The judgment and sentence are reversed.

McINTURFF and ROE, JJ., concur.

NOTES

[1] The officer testified that the defendant was not acting in a disorderly or dangerous manner.

[2] Defendant's wife signed a complaint in Grandview Municipal Court alleging disorderly conduct.

[3] No arrest warrant was issued. In fact, the order revoking defendant's release on his personal recognizance was neither drafted nor entered until the hearing on defendant's motion to suppress the firearms that are the subject of this litigation.

[4] During the suppression hearing the defendant's wife strongly denied the officer's statement.

[5] The officer was present when defendant parked his car but did not call his attention to the fact it was in a crosswalk.

[6] Katz v.
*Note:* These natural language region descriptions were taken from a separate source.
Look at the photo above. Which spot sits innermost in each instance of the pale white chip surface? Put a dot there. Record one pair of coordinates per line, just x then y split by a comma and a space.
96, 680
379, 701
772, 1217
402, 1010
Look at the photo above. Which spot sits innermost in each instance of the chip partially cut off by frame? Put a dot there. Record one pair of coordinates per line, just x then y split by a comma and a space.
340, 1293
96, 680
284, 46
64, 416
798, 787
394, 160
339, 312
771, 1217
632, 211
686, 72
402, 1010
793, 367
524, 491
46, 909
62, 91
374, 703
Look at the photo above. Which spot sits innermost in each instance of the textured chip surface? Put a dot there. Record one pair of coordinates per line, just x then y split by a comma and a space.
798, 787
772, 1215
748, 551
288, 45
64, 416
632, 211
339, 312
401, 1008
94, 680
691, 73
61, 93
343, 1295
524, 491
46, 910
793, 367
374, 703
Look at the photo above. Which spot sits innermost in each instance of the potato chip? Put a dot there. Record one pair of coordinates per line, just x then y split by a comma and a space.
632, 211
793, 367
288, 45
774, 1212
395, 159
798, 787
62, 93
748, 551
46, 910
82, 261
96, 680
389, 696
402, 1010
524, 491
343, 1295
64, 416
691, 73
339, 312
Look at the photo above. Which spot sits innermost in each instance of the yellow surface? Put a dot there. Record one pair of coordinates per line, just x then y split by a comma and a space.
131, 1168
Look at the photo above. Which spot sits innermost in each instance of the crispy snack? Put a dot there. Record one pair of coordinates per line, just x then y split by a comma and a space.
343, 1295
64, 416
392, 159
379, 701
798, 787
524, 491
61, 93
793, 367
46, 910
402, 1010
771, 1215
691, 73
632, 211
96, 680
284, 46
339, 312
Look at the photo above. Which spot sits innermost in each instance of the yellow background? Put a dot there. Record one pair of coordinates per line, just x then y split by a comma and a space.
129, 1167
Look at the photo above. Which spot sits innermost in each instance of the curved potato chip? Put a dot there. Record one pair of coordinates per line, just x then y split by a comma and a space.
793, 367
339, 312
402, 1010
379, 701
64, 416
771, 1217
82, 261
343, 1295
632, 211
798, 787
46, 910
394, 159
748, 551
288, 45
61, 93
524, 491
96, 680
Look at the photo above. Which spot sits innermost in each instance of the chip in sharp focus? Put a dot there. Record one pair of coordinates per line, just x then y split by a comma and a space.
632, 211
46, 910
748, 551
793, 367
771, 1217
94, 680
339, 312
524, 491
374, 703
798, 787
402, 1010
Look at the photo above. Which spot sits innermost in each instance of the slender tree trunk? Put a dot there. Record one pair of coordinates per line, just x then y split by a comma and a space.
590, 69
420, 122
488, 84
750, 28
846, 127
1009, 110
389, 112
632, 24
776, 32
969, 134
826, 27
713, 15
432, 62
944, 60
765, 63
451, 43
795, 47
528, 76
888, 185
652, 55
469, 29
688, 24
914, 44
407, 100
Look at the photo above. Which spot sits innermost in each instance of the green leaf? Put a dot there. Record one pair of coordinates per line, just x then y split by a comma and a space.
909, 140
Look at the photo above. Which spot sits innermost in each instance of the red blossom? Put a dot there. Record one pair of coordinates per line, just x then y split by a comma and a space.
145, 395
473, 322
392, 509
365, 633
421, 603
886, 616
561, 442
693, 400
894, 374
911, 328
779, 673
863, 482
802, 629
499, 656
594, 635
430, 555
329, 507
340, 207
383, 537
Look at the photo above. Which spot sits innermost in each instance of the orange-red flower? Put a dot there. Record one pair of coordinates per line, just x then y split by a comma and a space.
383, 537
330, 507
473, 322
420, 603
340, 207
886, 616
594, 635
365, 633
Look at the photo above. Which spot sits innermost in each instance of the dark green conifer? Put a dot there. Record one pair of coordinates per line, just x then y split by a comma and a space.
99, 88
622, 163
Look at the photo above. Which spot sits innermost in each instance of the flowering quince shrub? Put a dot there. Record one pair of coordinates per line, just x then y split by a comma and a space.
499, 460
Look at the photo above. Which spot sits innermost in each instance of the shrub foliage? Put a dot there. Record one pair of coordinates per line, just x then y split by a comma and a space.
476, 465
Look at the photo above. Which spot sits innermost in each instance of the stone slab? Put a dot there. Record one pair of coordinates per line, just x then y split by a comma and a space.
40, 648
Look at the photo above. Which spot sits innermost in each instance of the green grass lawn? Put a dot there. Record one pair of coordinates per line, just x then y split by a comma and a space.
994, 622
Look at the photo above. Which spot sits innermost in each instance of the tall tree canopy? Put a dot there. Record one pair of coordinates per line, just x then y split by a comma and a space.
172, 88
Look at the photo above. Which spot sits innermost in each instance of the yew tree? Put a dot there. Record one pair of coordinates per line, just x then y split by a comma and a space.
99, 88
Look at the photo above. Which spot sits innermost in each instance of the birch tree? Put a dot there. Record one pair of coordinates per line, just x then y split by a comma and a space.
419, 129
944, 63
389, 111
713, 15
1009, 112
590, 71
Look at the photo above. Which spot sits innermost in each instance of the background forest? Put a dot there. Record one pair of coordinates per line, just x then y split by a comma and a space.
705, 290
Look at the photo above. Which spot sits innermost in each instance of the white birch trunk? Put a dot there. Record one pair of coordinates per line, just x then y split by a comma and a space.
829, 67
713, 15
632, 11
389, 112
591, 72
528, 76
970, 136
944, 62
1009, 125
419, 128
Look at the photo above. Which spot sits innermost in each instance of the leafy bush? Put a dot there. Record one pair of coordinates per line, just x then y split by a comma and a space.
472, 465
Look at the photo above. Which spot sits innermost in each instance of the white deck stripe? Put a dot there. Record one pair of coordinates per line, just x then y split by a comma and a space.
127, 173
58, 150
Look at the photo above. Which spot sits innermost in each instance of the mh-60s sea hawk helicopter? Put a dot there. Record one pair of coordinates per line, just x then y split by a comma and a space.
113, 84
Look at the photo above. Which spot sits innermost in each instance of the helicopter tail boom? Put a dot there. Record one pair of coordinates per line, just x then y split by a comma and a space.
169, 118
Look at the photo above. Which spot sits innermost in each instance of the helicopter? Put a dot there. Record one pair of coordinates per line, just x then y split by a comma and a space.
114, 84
United States, 389 U.S. 347, 357, 19 L. Ed. 2d 576, 88 S. Ct. 507 (1967).

[7] Compare with CrR 3.2(g) wherein the court on its own motion may revoke pretrial release.

[8] In fact, during a conversation with the officer the defendant advised the officer that he had an attorney who supposedly talked with the judge and received permission for defendant to go to the Cuzick residence to get his belongings.